Szósta dziesięć, nie tak źle, jak się spodziewał. Wstał i przeciągnął się, wyciągając ręce do góry, a kości jego ospałego ciała strzeliły. Poszedł do łazienki, a za nim pobiegły koty, plątając się pod nogami. Liczyły, że zaciągną go do kuchni i wyżebrzą kawałek szynki, dreptały zadowolone z ogonami uniesionymi do góry jak antenki. Czarnowłosy był do tego przyzwyczajony i zignorował je, kierując się do łazienki. Nie ważne, nie umrą z głodu jak chwile poczekają. To nie tak, że lubił się nad nimi znęcać, po prostu lubili się nawzajem droczyć. Spokojnie załatwił swoje potrzeby pod czujną obserwacją zwierząt, która już dawno przestała być dla niego krępująca. Umył zęby i wziął szybki prysznic, przy okazji myjąc tłuste już włosy. Ubrał swój mundurek, a na biała koszulę nałożył czarny, cienki sweter.
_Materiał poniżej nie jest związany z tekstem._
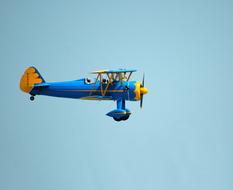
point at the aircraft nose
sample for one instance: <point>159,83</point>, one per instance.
<point>143,90</point>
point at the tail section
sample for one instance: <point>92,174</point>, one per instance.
<point>30,77</point>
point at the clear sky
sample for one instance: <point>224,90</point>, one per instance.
<point>182,139</point>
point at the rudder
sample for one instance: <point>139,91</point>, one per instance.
<point>30,77</point>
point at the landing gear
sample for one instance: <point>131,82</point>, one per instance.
<point>116,119</point>
<point>124,118</point>
<point>32,98</point>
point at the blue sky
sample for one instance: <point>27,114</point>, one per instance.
<point>182,139</point>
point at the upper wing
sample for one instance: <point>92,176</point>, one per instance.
<point>114,71</point>
<point>97,98</point>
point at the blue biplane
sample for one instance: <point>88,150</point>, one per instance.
<point>108,85</point>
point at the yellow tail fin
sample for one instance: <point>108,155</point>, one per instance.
<point>30,77</point>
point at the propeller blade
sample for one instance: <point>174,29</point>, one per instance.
<point>141,101</point>
<point>143,80</point>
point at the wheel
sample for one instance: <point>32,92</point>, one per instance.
<point>116,119</point>
<point>32,98</point>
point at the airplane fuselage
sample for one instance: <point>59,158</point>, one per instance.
<point>79,89</point>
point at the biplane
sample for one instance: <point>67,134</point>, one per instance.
<point>108,85</point>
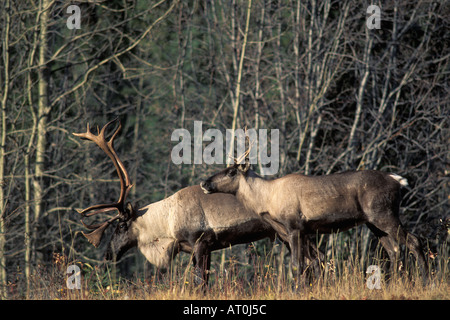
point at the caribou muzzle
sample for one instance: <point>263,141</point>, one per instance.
<point>207,186</point>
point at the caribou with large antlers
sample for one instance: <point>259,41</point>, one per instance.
<point>297,205</point>
<point>188,221</point>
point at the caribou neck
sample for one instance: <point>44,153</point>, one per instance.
<point>255,192</point>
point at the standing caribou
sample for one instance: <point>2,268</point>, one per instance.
<point>188,221</point>
<point>297,205</point>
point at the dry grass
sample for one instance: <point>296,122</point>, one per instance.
<point>264,279</point>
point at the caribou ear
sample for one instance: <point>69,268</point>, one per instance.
<point>243,167</point>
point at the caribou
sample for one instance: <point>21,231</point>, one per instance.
<point>188,221</point>
<point>298,205</point>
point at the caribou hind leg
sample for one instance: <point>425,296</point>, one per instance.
<point>202,263</point>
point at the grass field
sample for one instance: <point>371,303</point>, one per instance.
<point>264,278</point>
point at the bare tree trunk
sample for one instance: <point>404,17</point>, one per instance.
<point>5,50</point>
<point>43,111</point>
<point>238,83</point>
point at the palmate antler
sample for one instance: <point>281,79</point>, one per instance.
<point>125,185</point>
<point>239,159</point>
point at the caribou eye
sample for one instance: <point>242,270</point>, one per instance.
<point>232,172</point>
<point>123,226</point>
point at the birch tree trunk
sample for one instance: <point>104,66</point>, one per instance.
<point>5,50</point>
<point>43,112</point>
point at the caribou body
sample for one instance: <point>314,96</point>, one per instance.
<point>297,205</point>
<point>188,221</point>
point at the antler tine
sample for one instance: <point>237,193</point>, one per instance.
<point>247,152</point>
<point>125,185</point>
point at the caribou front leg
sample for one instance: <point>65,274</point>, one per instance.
<point>296,242</point>
<point>202,262</point>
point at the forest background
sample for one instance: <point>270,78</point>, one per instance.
<point>344,97</point>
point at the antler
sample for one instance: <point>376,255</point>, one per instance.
<point>247,152</point>
<point>125,185</point>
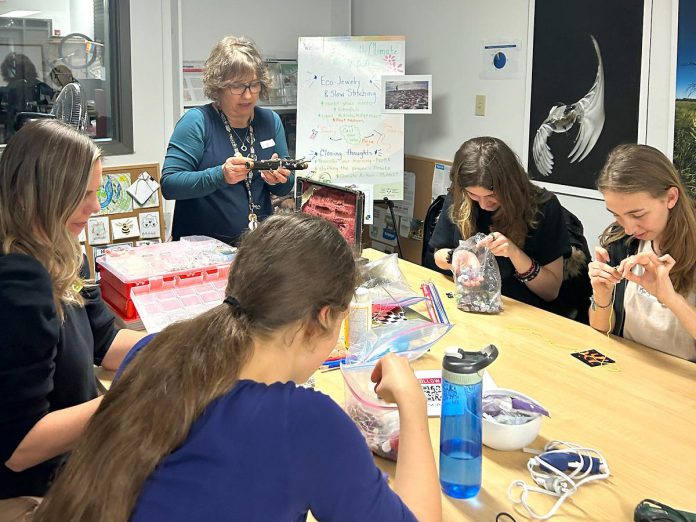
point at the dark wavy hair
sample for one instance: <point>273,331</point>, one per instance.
<point>489,163</point>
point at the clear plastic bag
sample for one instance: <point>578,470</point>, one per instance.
<point>477,277</point>
<point>411,339</point>
<point>377,420</point>
<point>386,284</point>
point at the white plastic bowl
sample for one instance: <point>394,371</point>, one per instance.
<point>509,437</point>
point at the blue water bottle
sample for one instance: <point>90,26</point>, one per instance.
<point>460,425</point>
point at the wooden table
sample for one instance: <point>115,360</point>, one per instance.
<point>640,412</point>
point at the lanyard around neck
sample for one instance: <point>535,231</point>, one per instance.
<point>253,218</point>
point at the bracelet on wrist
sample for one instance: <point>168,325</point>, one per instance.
<point>596,305</point>
<point>530,274</point>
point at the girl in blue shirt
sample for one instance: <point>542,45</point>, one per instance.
<point>206,422</point>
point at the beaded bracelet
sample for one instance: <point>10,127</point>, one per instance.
<point>530,274</point>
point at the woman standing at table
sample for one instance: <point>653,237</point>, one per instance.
<point>54,326</point>
<point>208,423</point>
<point>204,169</point>
<point>643,276</point>
<point>525,226</point>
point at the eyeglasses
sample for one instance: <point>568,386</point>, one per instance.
<point>240,88</point>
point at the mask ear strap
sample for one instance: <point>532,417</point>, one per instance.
<point>586,465</point>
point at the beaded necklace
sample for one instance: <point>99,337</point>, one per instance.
<point>253,218</point>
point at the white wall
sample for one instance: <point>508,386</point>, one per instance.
<point>274,25</point>
<point>445,42</point>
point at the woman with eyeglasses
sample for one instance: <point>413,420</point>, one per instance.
<point>205,166</point>
<point>525,228</point>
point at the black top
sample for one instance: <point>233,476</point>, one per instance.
<point>545,243</point>
<point>44,365</point>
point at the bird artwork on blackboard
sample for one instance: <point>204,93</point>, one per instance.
<point>587,112</point>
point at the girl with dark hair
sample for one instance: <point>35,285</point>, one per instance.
<point>643,278</point>
<point>54,325</point>
<point>525,225</point>
<point>206,422</point>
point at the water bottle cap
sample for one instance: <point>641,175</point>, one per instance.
<point>456,360</point>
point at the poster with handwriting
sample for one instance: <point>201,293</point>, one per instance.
<point>340,124</point>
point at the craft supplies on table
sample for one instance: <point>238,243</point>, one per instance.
<point>165,282</point>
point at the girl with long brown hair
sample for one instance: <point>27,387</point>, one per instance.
<point>525,225</point>
<point>643,277</point>
<point>54,324</point>
<point>206,422</point>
— Viola! — zawołał jednego z kotów i zacmokał ustami, idąc do kuchni, a zwierzaki szybko popędziły za nim. Wyjął z lodówki dwa plasterki szynki, podarł na mniejsze kawałki i rzucił obok ich miseczek. Dla siebie zrobił tamagoyaki z serem i herbatę. Wolał mniej i lżej na śniadanie, a potem w szkole zjeść coś większego po czwartej lekcji. Po skończeniu małego omletu zajął się przygotowywaniem bento do szkoły i drugiej porcji dla swojej mamy do pracy. Zapach smażonego na głębokim oleju kurczaka w panierce szybko zwabił do pomieszczenia jego ojca.
— Hej — przywitał się krótko, słysząc jego kroki za sobą. — Obudził cię dźwięki prysznica?
— Hm...? Nie, nie, do tego przywykłem. Obudziło mnie jedzenie — odparł pogodnie i zajrzał mu przez ramię. Wciąż był zasypany i w piżamie.
— To na bento, sam coś sobie zrób na śniadanie. — Nastolatek odepchnął go łokciem, grając wielce skupionego na gotowaniu. Nie było w tym wielkiej filozofii, ale nie chciał by ojciec teraz mu przeszkadzał, czując jak się oddala, przestał poświęcać mu uwagę. W tej chwili pochłonęła go nowa melodia, która nagle pojawiła się w jego umyśle i nawinęła na myśli niczym najlepszy moment filmy na taśmie. Nie mógł jej stracić. W myślach zapisał już dwie linijki pięciolinii pełne nut na skrzypce. Nie chciał wszystkiego zapomnieć albo zgubić fragmentu wśród wielu innych, wymieszać go z czymś i popsuć. To było coś nowego i świeżego, niczym podmuch wiatru, nie wiadomo skąd. Palcami lewej dłoni przyciskał niewidzialne punkty na blacie, a prawą wyłowił pałeczkami kawałek kurczaka z oleju i odłożył na talerz pokryty serwetkami, które miały wsiąknąć cały ociekający tłuszcz. Biała jak śnieg Viola wskoczyła na mebel i usiadła obok, obserwując jego pracę, drugi kot już leżał na kanapie głaskany przez jego ojca. Mama wciąż spała, niewzruszona porannym prysznicem, zapachami z kuchni i dźwiękami wiadomości z telewizji.